ELVN-001, an experimental treatment for chronic myeloid leukemia (CML), a type of blood cancer, is showing promising proof-of-concept effects for killing cancer cells in patients who’ve previously received other treatments, according to data from an ongoing Phase 1 trial.
Enliven Therapeutics, the company developing ELVN-001, will be presenting interim findings from the trial next month at the European Hematology Association 2025 Congress, in an oral presentation titled “ENABLE: A Phase 1a/1b Study of ELVN-001, a selective active site inhibitor of BCR::ABL1, in patients with previously treated CML.”
“We are strongly encouraged by the consistent efficacy, safety and tolerability data from the ongoing ENABLE trial in heavily pretreated patients with CML,” Helen Collins, MD, chief medical officer of Enliven, said in a company press release. “We look forward to providing additional updates at the EHA Congress in June.”
Like other types of leukemia, CML is marked by the uncontrolled growth of immature blood cells. In most patients, the cancer cells harbor a specific genetic change called the Philadelphia chromosome. This change leads to the production of an abnormal protein called BCR-ABL1, which drives cancer cell growth.

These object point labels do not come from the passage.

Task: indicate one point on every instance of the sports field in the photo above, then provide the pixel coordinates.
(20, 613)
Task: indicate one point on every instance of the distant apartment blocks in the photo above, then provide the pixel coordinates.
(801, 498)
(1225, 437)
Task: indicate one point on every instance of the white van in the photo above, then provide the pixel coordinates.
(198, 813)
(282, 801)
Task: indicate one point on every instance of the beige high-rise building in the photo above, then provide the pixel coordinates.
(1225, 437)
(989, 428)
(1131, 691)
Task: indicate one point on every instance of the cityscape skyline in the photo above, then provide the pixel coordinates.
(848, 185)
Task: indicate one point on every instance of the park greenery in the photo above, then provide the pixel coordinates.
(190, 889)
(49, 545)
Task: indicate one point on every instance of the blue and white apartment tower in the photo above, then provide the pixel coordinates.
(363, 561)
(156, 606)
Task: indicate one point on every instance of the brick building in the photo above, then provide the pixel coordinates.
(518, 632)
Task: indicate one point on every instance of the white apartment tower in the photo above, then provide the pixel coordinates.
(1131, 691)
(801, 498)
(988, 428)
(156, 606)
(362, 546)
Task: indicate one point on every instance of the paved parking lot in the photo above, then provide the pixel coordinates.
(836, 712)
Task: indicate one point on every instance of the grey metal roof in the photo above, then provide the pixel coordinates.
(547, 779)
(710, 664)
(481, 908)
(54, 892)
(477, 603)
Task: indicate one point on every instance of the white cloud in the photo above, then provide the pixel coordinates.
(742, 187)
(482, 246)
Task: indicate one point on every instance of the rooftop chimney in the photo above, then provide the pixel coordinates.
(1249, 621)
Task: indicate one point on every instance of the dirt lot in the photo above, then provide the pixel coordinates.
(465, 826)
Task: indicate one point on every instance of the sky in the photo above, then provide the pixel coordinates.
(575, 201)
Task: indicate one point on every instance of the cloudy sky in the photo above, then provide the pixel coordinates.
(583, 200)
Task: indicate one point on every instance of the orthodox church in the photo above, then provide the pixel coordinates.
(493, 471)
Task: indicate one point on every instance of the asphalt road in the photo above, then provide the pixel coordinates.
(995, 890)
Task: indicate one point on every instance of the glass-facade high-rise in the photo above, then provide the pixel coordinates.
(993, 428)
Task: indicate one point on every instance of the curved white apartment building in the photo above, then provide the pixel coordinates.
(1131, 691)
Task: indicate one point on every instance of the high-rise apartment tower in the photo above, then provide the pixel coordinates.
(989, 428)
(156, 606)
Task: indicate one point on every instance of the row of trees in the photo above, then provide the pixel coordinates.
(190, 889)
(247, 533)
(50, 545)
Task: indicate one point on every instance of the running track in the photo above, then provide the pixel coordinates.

ELVN-001 is oral therapy designed to block activity of BCR-ABL1 protein
ELVN-001 is an oral therapy designed to block the activity of the BCR-ABL1 protein. It belongs to a class of medications called tyrosine kinase inhibitors or TKIs. Several other TKIs that target the BCR-ABL1 protein are approved for CML, including Scemblix (asciminib) and Iclusig (ponatinib).
The Phase 1 ENABLE trial (NCT05304377) is a first-in-human study testing ELVN-001 in adults with CML who are positive for the BCR-ABL1 protein and who either cannot take or have failed treatment with other TKIs. As of late February, the study was still enrolling participants at sites worldwide.
As of January, the cut-off date for the EHA presentation, a total of 74 people had been enrolled in the trial. Two-thirds of these participants had previously been treated with at least three other TKIs, such as Scemblix and/or Iclusig. The participants were treated with ELVN-001 at doses ranging from 10 to 160 mg per day. Most of the patients are still in the trial. The median treatment duration was about six months.
Efficacy data were available for 36 trial participants who had been treated for at least six months and who did not have a T315I mutation, the most common BCR-ABL1 mutation that can cause resistance to TKIs in patients.
Results showed nearly half (44%) of these participants were in major molecular response at six months, meaning that less than one out of every 1,000 cells in their blood harbored the cancer-driving BCR-ABL1 protein. Among 25 participants who were resistant to their last TKI, 10 (40%) were in major molecular response after six months on ELVN-001. All of the participants who achieved or maintained major molecular response remained in this response, according to the latest available data.
“These data continue to demonstrate the potential for ELVN-001 to achieve a best-in-class profile compared to the available active-site TKIs,” Collins said.
Safety data from ENABLE have so far been generally positive. Serious safety issues were reported in 15% of patients, with the most common being low counts of platelets (cell fragments that help blood clot) or low counts of neutrophils (a type of immune cell).
A major goal of this first-in-human study is to look for dose-limiting toxicities, or side effects suggesting that a dose of ELVN-001 is too high to be given safely. So far, a maximum tolerated dose has not been reached. Less than 10% of participants had dose interruptions, and less than 5% had dose reductions.
Overall, the researchers concluded “ELVN-001 demonstrated favorable safety and tolerability across a wide range of doses.”